Abbey summoned a casual smile to her face. “So what do you like most about Quebec?”
He stared at her, his brow creased with puzzlement. “I’m sorry?”
“We ask that of all the tourists. Canadians are very polite, you know. What do you like most about Quebec? I mean, I know there’s so much.”
She needed to hear him say the words. Those wonderful little maple candies. She held her breath, waiting.
Say it!
He threw his cigarette to the ground and crushed it under his foot. He took off his gold-rimmed glasses, wiped them carefully with a handkerchief from his suit pocket, and repositioned them on his face. His hands returned to the deep pockets of his raincoat. “I guess the lower town,” he said. “So picturesque.”
She tried to stay calm and not give anything away. She reminded herself to keep smiling and to keep the terror she felt off her face. It wasn’t him. This wasn’t her mystery man.

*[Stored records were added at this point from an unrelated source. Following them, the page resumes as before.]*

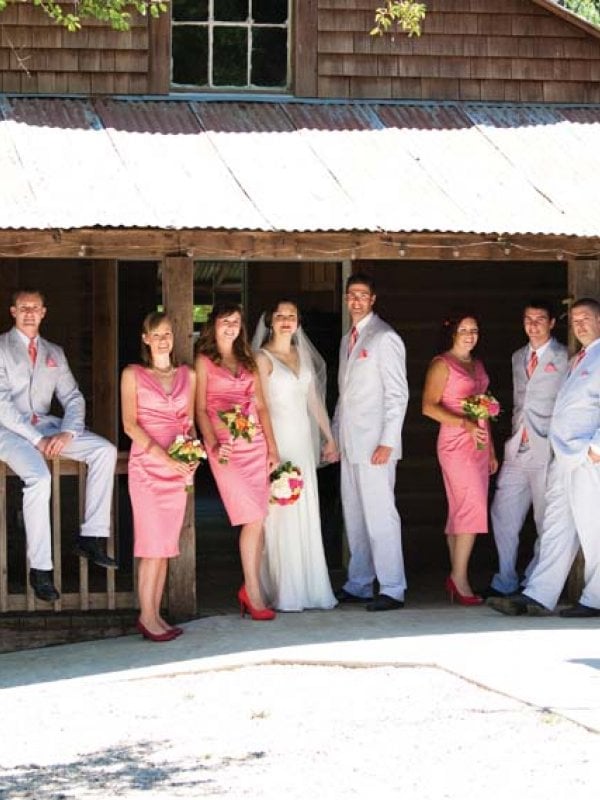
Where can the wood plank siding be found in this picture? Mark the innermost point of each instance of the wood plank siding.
(40, 57)
(486, 50)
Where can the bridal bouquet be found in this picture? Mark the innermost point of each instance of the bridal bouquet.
(239, 425)
(286, 484)
(188, 450)
(481, 407)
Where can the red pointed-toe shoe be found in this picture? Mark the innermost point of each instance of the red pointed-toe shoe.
(461, 599)
(261, 615)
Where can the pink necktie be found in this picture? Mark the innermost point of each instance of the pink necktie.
(577, 359)
(353, 338)
(32, 350)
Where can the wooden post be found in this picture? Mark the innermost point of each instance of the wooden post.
(305, 58)
(178, 297)
(583, 281)
(105, 389)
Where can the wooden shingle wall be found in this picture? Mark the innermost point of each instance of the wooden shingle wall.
(490, 50)
(37, 56)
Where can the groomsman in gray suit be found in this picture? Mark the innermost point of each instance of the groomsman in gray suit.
(538, 370)
(571, 518)
(32, 372)
(373, 395)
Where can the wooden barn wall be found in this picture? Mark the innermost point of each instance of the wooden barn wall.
(37, 56)
(488, 50)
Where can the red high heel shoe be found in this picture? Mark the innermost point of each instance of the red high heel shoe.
(261, 615)
(461, 599)
(167, 636)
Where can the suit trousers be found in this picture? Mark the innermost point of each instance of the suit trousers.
(373, 529)
(521, 483)
(571, 519)
(29, 464)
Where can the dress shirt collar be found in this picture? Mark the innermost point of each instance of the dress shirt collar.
(360, 326)
(25, 339)
(540, 351)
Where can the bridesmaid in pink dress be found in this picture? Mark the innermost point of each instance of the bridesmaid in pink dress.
(157, 401)
(226, 376)
(465, 449)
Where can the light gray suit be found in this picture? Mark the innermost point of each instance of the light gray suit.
(572, 498)
(373, 395)
(522, 479)
(26, 393)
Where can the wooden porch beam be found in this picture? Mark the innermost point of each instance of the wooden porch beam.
(212, 245)
(178, 298)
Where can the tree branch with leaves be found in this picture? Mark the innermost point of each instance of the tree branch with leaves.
(399, 16)
(72, 14)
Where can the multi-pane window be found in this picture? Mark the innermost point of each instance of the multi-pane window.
(231, 43)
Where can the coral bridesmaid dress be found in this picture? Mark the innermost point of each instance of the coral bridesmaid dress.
(465, 469)
(158, 496)
(243, 482)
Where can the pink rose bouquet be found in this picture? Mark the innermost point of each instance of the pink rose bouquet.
(286, 484)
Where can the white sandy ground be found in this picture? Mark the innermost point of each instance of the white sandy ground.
(459, 707)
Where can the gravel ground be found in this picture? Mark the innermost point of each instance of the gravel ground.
(289, 732)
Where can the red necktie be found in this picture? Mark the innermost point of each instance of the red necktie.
(32, 350)
(577, 359)
(353, 338)
(532, 364)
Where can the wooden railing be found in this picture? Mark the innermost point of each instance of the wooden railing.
(84, 599)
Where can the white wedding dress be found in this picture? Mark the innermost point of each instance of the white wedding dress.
(294, 571)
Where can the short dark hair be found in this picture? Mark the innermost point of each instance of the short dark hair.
(588, 302)
(26, 290)
(541, 305)
(450, 327)
(360, 277)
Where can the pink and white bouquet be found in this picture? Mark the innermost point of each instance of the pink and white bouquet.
(186, 449)
(286, 484)
(480, 407)
(239, 424)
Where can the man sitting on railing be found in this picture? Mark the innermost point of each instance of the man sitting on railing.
(32, 372)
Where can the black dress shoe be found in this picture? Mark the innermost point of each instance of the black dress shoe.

He was a stranger, and more than that, she knew he was a killer.
He was here to kill her.
“I could use a cigarette, too,” Abbey said, unlatching her satchel purse so she could reach inside.
But he wasn’t fooled at all.
Her hand dove inside her purse, her fingers clawing for the plastic grip of the Taser. As she drew it out, the man with the gold-rimmed glasses slipped his own hand out of his raincoat pocket. He held a black pistol with a long barrel, and his blue eyes had the sharp gaze of a hawk. Abbey squeezed her eyes shut and yanked the trigger, and the wires of the Taser ejected, filling the man’s body with fifty thousand volts. His arm lurched; he fired his gun into the air, making her scream. She pulled the trigger again, delivering more electric shocks. He collapsed to the ground, wriggling and jerking in fits, the gun spilling from his hand.
Abbey threw the Taser down.
She ran blindly from the park, making a zigzag path around dark corners to get away, losing herself in the deserted old streets of the city.